Desde detrás del galpón, un ruido metálico repiquetea sobre los tablones. El perro se asoma hasta donde le permite el largo de la cadena y lo mira esperanzado. Emite tres ladridos cortos, amistosos.

—Ya te suelto, aguantame.

Lito entra en el galpón y sale con una varilla de metal terminada en forma de gancho. Entre el suelo y los pilotes de la casa, en el espacio de cuarenta centímetros donde la sombra mantiene una humedad constante, está su remedio. Se agacha y rebusca con el artilugio hasta sacar una bolsa de tela mojada y embarrada. Dentro de la bolsa está la botella con la etiqueta casi ilegible: caña quemada Carlos Gardel. El contenido es un líquido amarillo. Con dedos torpes, abre la botella y apura una serie de tragos largos. Ahora sí, hijos de puta. Cuando suelta al perro se tropieza y debe sujetarse contra los postes del alambrado. El Capitán empieza a saltar a su alrededor con una alegría peligrosa y Lito se ve obligado a pegarle un grito para que se contenga.

—¡Pará la moto, carajo!

Juntos se adentran por el caminito lateral, bajo una escolta de alisos de río apretujados como un tabique, hasta un canal angosto que limita con el campo de Jaramillo.

En la orilla, las raíces de los sauces parecen manos hundidas en la tierra. Las chicharras arremeten en tandas rabiosas.

         —¡Acá! —dice Lito. El perro salta por encima de unos matorrales y se acerca a la carrera.

La canoa está tumbada boca abajo, medio oculta entre los yuyos, al lado de un viejo puentecito de troncos. El casco verde está emparchado con resina en tres lugares para que no se filtre agua.

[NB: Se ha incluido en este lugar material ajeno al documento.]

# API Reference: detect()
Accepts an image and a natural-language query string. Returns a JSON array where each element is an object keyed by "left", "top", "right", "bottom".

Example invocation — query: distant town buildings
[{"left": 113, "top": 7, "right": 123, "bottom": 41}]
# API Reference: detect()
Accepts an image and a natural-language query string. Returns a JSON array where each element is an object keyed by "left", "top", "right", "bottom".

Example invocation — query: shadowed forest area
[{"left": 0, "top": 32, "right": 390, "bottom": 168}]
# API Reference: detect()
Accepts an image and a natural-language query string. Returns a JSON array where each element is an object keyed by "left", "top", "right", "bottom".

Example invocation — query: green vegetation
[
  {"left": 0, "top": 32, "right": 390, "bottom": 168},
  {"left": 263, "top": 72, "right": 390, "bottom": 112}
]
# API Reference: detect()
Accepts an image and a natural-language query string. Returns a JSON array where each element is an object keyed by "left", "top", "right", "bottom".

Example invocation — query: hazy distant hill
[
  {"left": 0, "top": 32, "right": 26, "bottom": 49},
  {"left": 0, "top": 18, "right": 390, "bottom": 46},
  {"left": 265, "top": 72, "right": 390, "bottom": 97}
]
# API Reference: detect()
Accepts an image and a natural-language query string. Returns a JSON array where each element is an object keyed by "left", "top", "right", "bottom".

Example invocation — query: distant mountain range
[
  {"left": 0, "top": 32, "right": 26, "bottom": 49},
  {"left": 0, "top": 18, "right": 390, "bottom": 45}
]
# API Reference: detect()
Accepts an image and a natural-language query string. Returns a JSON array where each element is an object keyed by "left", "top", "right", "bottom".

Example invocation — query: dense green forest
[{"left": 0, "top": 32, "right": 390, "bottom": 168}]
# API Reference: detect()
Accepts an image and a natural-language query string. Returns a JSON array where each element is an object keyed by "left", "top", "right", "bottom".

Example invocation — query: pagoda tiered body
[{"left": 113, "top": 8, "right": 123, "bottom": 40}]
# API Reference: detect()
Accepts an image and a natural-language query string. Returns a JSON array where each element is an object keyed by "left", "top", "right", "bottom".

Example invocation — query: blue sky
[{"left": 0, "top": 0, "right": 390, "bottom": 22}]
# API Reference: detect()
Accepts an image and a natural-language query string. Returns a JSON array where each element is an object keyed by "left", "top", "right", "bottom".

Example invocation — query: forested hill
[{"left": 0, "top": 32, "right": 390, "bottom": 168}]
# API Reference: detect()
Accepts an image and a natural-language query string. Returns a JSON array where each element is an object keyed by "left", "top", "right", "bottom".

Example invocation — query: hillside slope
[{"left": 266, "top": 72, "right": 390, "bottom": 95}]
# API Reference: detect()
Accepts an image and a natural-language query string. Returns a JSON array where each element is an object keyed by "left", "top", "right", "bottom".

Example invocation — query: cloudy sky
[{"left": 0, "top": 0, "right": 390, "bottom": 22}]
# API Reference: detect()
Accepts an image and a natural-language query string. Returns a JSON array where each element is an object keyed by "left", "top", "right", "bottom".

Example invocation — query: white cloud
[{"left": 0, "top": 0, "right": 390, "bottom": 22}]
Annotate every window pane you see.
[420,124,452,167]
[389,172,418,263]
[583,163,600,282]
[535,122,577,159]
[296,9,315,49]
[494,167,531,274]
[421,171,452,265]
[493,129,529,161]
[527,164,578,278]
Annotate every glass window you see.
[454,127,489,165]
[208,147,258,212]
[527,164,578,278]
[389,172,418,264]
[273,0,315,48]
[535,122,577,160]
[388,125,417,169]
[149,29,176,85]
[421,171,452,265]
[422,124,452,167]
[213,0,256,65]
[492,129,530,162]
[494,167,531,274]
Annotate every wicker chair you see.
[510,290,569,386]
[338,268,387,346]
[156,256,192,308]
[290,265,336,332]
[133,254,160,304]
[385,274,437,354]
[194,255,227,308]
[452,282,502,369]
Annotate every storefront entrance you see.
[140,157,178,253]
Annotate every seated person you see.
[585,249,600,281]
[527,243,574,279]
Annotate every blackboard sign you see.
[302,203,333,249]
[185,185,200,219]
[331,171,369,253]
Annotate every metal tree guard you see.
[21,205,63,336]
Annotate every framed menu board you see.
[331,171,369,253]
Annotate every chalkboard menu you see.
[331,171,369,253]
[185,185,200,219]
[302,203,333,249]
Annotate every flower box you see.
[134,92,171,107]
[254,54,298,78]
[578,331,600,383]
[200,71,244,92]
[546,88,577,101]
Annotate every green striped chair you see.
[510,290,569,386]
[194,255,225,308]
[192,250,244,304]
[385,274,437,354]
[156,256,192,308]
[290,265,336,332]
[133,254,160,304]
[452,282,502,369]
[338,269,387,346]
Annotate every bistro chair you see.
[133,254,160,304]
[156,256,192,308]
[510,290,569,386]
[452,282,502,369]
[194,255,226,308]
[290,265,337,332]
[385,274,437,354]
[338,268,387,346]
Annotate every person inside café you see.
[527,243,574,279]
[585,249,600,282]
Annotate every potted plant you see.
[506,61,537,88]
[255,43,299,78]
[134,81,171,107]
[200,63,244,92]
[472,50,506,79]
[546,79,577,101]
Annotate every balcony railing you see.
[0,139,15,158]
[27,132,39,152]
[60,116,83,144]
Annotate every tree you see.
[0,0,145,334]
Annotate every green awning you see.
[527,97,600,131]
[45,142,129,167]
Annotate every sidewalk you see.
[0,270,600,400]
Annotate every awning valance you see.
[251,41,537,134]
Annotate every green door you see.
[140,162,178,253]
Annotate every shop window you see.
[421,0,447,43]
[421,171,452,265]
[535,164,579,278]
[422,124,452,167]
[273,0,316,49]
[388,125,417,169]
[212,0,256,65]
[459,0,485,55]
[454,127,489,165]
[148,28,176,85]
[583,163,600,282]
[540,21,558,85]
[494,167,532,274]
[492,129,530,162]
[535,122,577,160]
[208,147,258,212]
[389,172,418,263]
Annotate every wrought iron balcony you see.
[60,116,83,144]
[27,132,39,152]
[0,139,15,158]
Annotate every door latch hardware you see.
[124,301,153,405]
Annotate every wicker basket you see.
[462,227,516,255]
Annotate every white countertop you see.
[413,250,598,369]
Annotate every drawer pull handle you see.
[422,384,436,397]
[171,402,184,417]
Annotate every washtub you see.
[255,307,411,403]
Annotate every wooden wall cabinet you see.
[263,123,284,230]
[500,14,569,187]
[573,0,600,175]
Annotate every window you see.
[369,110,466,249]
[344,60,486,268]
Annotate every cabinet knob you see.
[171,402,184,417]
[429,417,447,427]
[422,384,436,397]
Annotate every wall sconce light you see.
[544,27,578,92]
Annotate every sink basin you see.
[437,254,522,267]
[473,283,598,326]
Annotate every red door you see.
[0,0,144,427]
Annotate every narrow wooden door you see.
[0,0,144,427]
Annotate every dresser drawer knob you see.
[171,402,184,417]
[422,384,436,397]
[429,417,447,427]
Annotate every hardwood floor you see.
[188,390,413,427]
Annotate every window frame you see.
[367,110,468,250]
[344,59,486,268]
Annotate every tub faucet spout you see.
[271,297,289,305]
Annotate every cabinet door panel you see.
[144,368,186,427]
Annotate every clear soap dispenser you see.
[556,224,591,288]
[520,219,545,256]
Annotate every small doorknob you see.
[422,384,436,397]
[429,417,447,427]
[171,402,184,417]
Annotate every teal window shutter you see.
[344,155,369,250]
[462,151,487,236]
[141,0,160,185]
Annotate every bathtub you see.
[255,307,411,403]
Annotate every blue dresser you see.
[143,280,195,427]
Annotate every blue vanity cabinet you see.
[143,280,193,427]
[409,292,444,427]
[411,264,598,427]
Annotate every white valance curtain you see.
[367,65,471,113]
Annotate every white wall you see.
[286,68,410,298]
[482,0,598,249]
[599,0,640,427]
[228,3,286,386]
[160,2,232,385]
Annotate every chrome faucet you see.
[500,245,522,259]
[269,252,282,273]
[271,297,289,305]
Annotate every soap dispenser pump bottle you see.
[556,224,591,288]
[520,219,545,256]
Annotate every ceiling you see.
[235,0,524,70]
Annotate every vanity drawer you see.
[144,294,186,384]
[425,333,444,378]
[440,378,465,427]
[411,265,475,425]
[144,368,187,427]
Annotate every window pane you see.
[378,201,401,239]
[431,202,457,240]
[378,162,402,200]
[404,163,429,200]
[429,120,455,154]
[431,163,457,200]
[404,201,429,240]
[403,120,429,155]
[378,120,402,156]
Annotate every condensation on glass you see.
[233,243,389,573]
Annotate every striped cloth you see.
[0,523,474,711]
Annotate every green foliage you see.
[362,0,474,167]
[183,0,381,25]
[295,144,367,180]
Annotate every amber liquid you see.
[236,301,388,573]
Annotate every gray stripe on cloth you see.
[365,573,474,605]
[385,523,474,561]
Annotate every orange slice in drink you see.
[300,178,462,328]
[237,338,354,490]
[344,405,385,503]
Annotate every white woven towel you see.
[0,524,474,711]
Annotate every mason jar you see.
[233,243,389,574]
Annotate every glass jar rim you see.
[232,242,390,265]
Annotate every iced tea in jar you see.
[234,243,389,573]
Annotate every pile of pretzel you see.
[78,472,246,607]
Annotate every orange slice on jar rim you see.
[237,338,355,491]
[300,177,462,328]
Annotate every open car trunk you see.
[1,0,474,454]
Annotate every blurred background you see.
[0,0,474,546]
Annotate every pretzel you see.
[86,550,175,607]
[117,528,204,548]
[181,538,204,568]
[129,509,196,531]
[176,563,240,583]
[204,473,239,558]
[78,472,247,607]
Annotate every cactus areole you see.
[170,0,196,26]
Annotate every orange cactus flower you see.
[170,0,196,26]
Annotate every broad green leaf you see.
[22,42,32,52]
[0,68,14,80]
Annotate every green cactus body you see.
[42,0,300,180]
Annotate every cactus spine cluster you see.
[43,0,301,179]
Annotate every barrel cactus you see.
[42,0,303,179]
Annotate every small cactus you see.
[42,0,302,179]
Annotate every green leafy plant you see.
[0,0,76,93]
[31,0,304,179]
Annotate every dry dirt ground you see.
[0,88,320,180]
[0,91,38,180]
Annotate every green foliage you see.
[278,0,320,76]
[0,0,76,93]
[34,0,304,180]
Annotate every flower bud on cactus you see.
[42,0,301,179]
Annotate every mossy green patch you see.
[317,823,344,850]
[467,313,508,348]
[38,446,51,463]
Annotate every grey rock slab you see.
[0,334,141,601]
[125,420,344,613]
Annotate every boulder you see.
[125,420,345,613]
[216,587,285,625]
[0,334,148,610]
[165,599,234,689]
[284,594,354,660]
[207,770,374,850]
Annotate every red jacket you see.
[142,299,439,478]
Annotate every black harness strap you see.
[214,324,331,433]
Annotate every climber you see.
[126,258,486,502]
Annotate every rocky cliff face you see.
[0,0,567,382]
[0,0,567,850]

Le va a tomar más tiempo hacer el recorrido a remo, pero no le queda más remedio. Después de pegarle un largo trago a la botella y cerciorarse de que el remo esta en condiciones, mete la embarcación en el riacho.

—¡Capitán!

El perro salta con agilidad y se ubica en el huequito de la proa. Lito se sienta y empuja con el remo para alejarse de la orilla. Solo después de acomodar la botella de caña entre sus piernas, endereza la canoa con brazos firmes, remando en el centro del cauce en dirección al canal.